Io, che so come spesso s’ imbriaca, stringo le spalle né parlar ardisco, e me l’ inghiotto se fosse teriaca.

L’altrier, e a rimembrarlo sbigottisco, ebbe tre giuli e mi recò tre ova, ch’ in corpo avea ciascun un basilisco.

Né scongiurar né lusingar si giova; se contanti non hai, fa’ pur dieta; pietá né cortesia piú non si trova.

Forse che ti vai dir: — Io son poeta, e ti farò un sonetto o una canzone? — il ver sonetto è il suon de la moneta.

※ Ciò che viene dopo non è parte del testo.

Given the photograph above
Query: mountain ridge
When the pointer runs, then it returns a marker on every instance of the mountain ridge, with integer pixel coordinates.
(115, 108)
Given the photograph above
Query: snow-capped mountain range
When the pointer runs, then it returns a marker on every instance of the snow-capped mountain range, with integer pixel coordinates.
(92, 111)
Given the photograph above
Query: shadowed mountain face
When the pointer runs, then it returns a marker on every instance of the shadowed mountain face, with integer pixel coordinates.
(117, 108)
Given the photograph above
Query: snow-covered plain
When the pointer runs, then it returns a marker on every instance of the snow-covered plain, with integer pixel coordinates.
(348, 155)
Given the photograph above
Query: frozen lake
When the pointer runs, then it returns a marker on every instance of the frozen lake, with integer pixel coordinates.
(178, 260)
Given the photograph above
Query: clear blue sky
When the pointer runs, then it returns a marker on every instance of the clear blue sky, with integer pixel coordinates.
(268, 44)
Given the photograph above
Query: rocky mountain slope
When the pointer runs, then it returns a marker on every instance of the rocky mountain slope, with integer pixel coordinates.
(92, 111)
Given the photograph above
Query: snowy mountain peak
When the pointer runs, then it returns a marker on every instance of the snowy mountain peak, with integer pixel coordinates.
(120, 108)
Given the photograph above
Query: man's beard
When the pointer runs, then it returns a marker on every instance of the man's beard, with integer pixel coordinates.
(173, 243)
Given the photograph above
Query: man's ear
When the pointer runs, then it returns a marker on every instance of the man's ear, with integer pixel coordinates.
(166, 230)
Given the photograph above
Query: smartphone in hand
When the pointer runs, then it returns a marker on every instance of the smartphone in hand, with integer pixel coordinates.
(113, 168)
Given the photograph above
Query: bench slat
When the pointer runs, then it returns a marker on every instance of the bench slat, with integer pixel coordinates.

Tu potresti esser anco un Salomone, il Bembo gran poeta e cardinale; di fame ti morrai com’un poltrone.

Pur questo alfin sarebbe manco male; ma quel che importa, ancorch’abbi il suo dritto, talora fai digiun quaresimale.

Un che ti porta un’imbasciata, un scritto: va’, di’ che il calamar un po’ ti preste, perché ti veda pallido ed afflitto.

La prima cosa ti guarda la veste, e guarda se il mantello è di buon pelo, s’egli è lograto o del di de le feste.

Poi, come mosso da pietoso zelo, t’essorta com’un frate e dá consiglio, giurando il Verbutn caro e l’Evangelo.

E per tortelo via fuor de l’artiglio, promette con gli ebrei far qualche trappa, ché per un dolce prezzo in pegno il piglio.

Oh male avventoroso chi v’incappa, ché spesso, pien di scorno e di martoro, riman senza quattrini e senza cappa.